BP refuses to explain why it has apparently changed its mind – and so recently. Nicholas told Mineweb: “We consider the correspondence and between BP and the defendants and the contents of this correspondence to be confidential. We have filed our claim with the High Court and you now have a copy of the claim form. The details of this claim will be fully examined when the case comes to court. We don’t intend to make further comment on it.”
The Claim Form reveals that BP’s first letter of demand for payment was sent to the Russian shareholders on March 19, 2007. But the amount claimed in that letter by BP is reported in the court document to have been Rb3.4 billion. Further letters of demand followed, BP says, on August 1, December 24, and May 9, 2008. BP then makes an unusual admission: on May 22, BP received a letter from the defendants, the Russian shareholders of TNK, in which they acknowledged “that each Defendant was liable to pay 50% of Roubles 1,835,147,027.73 in respect of the sum of Roubles 3,402,745,865.00 claimed by the Claimant in the aforesaid letter dated 19 March 2007”.
Reading that carefully again, BP admits that in its letter-writing campaign from March of 2007 to May of 2008, its demand was for Rb3.4 billion (about $147 million at today’s exchange rate); and that the Russian shareholders had agreed to pay it all.
Notwithstanding, just 38 days after receiving this payment undertaking, BP filed suit for an amount that is exactly two and a half times larger. BP was asked to explain why it sued so soon after the Russians agreed to pay on May 22; and why the amount of the claim had jumped skyward.

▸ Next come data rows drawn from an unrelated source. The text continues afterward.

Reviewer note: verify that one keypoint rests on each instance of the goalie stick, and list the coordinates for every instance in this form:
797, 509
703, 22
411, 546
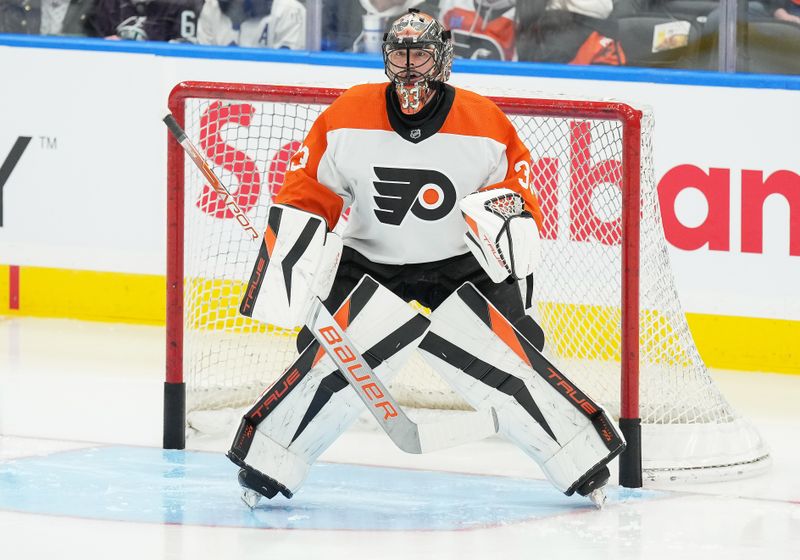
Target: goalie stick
408, 435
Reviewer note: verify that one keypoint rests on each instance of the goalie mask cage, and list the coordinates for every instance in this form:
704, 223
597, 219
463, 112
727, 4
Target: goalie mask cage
604, 294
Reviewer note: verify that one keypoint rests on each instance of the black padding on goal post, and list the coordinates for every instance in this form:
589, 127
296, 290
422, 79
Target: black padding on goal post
630, 461
174, 415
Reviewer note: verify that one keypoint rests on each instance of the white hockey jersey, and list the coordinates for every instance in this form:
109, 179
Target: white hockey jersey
403, 183
283, 27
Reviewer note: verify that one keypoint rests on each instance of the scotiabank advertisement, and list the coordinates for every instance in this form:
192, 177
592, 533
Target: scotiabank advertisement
83, 179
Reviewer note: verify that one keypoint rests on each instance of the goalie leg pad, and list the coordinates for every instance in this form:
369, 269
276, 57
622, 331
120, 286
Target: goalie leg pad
309, 406
538, 408
297, 260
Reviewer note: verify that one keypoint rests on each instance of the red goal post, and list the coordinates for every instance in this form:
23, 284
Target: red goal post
596, 158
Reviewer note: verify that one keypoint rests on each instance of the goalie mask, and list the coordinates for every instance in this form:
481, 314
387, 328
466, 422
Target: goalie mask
417, 51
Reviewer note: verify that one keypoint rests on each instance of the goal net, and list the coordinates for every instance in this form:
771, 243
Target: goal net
604, 292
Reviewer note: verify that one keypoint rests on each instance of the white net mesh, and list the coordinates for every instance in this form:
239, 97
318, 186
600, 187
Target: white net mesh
577, 171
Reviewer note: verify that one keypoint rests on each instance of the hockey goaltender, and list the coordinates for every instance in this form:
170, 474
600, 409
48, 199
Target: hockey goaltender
438, 184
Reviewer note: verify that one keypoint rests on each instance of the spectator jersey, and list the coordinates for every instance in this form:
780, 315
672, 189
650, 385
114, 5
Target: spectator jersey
403, 179
280, 25
479, 33
147, 20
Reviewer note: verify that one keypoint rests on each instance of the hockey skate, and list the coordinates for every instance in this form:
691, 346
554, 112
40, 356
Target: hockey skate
593, 486
256, 485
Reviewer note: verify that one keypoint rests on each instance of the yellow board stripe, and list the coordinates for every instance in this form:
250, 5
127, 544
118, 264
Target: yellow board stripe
740, 343
87, 295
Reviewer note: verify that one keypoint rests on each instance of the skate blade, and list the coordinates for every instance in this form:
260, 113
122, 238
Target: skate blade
250, 498
598, 497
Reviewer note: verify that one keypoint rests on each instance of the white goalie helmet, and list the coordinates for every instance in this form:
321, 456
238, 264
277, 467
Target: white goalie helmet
417, 51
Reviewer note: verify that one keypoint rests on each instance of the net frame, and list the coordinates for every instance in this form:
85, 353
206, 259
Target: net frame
630, 120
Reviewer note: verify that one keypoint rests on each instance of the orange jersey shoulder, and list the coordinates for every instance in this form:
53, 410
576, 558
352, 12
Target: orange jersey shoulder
362, 106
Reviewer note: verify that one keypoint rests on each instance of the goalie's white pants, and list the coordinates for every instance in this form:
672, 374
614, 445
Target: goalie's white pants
299, 417
538, 408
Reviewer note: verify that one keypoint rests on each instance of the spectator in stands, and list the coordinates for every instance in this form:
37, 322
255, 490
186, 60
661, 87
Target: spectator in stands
359, 25
568, 31
482, 29
147, 20
47, 17
274, 24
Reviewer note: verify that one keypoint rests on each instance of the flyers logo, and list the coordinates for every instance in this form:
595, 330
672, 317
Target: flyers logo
428, 194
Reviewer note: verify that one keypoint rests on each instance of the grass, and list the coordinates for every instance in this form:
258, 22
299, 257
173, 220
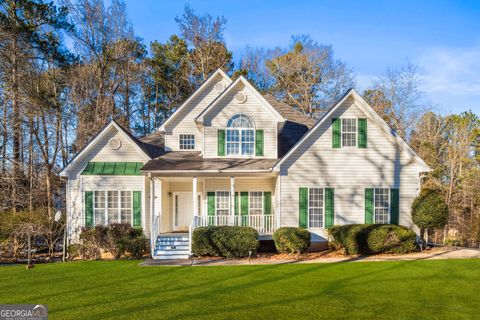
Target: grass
441, 289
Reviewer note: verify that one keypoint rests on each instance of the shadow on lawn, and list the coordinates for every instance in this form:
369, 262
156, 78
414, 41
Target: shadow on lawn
259, 276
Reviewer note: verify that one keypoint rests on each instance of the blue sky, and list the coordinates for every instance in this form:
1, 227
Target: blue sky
441, 37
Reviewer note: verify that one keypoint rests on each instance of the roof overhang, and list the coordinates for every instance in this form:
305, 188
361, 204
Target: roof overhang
98, 138
365, 107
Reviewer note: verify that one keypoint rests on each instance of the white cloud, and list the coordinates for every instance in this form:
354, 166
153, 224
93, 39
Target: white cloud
451, 77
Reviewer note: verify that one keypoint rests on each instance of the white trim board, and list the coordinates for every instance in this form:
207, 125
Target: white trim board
96, 140
241, 79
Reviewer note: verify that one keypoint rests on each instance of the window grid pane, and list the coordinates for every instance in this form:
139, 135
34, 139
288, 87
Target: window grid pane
112, 202
382, 205
126, 206
240, 136
349, 132
222, 203
187, 142
315, 208
256, 202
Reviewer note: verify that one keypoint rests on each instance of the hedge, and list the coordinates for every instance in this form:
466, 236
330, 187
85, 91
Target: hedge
291, 240
224, 241
373, 238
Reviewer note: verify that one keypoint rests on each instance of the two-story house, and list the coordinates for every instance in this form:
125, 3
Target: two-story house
231, 156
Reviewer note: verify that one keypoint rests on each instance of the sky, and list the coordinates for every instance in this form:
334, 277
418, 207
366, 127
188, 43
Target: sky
441, 37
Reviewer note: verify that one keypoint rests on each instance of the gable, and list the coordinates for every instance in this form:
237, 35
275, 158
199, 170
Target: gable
198, 101
101, 150
382, 141
240, 85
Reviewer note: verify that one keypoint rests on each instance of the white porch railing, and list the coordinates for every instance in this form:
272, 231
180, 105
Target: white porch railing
263, 223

Spokesman Nicholas refused to say.
Can there have been an agreement in 2006 between the BP and Russians on the board and in the senior management of TNK-BP not to reimburse BP, and not to invoke the indemnities? Then, through 2007, when BP despatching its letter claims, was there an understanding with the Russians that they would be obliged to reimburse BP for considerably less than BP is now demanding?
The difference between what BP told the Russian shareholders it was willing to accept in March 2007 and what it is suing for now is almost Rb5.1 billion (about $218 million). In retrospect, this appears to be a sum Dudley, the BP representatives on the TNK-BP board, Graham of BP Russian Investments, and the BP board were all willing to sacrifice – without issuing a notice to shareholders. Perhaps a year ago, this was a sacrifice they judged prudent, in order to maintain amity between the BP and Russian shareholders.
Now, however, the Russian shareholders want BP to sacrifice Dudley – and BP is trying to levitate with a writ worth $218 million more than both sides had agreed to accept and pay in May. In the old fashioned sense in which Cyrano de Bergerac meant the word, this must be lunacy.